‘Credible evidence’ links Saudi crown prince to Khashoggi killing: UN report

The crown prince of Saudi Arabia should be investigated over the murder of the dissident journalist Jamal Khashoggi because there is “credible evidence” that he and other senior officials are liable for the killing, according to a damning and forensic UN report.

In an excoriating 100-page analysis published on Wednesday of what happened to Khashoggi last October, Agnes Callamard, the UN’s special rapporteur, said the death of the journalist was “an international crime”, The Guardian reported.

“It is the conclusion of the special rapporteur that Khashoggi has been the victim of a deliberate, premeditated execution, an extrajudicial killing for which the state of Saudi Arabia is responsible under international human rights law,” she said.

Using recordings of conversations from inside the Istanbul consulate where Khashoggi was killed, her report pieces together his last moments, and how he was confronted by Saudi officials, one of whom said: “We are coming to get you.”

When Khashoggi refused to cooperate, a struggle can be heard, including heavy panting. The special rapporteur’s report concludes: “Assessments of the recordings by intelligence officers in Turkey and other countries suggest that Mr Khashoggi could have been injected with a sedative and then suffocated using a plastic bag.”

 

The findings will heap pressure on Crown Prince Mohammed bin Salman to explain what he knew about the murder of Khashoggi. The kingdom has previously described it as a rogue operation that the heir to the throne knew nothing about.

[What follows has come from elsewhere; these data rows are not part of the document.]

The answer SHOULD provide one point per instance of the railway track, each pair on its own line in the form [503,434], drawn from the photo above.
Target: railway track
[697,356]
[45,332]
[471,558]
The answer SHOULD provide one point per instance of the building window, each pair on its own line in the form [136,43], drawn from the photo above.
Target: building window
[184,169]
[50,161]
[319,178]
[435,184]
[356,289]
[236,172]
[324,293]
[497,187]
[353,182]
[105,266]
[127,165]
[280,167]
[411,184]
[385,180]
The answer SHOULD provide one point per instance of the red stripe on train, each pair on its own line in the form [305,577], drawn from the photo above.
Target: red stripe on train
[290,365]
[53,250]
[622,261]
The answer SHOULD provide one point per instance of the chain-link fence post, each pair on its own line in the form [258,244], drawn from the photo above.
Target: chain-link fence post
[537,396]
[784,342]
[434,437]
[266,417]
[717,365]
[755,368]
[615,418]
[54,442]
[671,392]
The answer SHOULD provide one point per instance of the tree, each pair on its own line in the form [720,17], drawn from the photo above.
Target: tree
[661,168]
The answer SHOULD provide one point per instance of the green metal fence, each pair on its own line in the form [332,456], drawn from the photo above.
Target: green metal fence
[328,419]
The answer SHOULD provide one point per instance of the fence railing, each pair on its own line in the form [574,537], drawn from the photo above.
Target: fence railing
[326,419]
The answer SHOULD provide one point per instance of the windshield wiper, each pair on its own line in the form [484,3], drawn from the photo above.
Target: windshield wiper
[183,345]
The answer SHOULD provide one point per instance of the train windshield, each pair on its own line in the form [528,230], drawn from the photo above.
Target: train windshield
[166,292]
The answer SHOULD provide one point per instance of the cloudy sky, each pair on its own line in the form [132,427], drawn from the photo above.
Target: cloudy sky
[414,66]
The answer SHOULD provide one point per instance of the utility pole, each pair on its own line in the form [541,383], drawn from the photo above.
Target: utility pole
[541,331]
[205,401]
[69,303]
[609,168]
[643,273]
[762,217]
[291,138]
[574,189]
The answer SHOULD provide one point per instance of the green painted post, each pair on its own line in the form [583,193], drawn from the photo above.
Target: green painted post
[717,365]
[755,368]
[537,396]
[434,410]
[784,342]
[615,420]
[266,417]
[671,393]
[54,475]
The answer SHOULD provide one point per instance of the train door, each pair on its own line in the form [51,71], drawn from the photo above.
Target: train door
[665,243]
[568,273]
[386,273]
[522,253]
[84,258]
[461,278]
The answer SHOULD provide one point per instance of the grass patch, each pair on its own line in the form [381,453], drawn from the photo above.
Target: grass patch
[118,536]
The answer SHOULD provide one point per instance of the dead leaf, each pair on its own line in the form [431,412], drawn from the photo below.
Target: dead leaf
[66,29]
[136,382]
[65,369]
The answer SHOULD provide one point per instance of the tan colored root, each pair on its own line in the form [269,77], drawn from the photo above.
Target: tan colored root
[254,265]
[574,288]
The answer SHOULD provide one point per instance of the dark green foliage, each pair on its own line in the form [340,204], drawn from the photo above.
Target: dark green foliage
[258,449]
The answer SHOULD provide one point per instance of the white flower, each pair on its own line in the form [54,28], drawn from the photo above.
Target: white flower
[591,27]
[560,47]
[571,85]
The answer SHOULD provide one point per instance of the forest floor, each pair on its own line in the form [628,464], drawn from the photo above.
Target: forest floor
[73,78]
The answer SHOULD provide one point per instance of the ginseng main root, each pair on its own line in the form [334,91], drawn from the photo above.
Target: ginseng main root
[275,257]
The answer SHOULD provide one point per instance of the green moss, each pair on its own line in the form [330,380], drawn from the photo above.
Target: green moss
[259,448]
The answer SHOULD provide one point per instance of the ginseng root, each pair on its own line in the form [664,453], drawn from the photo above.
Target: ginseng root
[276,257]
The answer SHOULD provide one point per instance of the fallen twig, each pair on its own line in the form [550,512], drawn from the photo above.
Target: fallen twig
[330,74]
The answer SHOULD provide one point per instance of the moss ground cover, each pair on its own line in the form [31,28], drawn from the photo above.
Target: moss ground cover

That is not the view of the special rapporteur’s report. Its main findings include:

• There is credible evidence, warranting further investigation, of high-level Saudi officials’ individual liability, including the crown prince’s.

• Khashoggi’s death was an extrajudicial killing. His attempted kidnapping would constitute a violation under international human rights law … and may constitute an act of torture under the terms of the convention against torture.

• The investigations conducted by Saudi Arabia and Turkey failed to meet international standards regarding the investigation into unlawful deaths.

• The Saudi investigation into the murder was not conducted in good faith, and might amount to obstructing justice.

• A demand that the trial of the 11 suspects in Saudi Arabia be suspended amid concerns about secrecy over the proceedings and lack of credibility.

• The killing of Khashoggi has highlighted the vulnerabilities of dissidents living abroad and the risks they are facing of covert actions by the authorities of their countries of origin or non-state actors associated to them.

The report stated: “Some eight months after the execution of Khashoggi, the determination and assignment of individual responsibilities remain clouded in secrecy and lack of due process.”

It added: “To date the Saudi state has failed to offer public recognition of its responsibility for the killing of Khashoggi, and it has failed to offer an apology to Khashoggi’s family, friends and colleagues for his death and for the manner in which he was killed.

“The special rapporteur obtained information regarding a financial package offered to the children of Jamal Khashoggi but it is questionable whether such package amounts to compensation under international human rights law.”

Khashoggi, 59, was killed when he entered the Saudi consulate in Istanbul on 2 October last year. One of the region’s most important journalistic voices, he considered journalism within, about and for the region to be vital, the special rapporteur stated.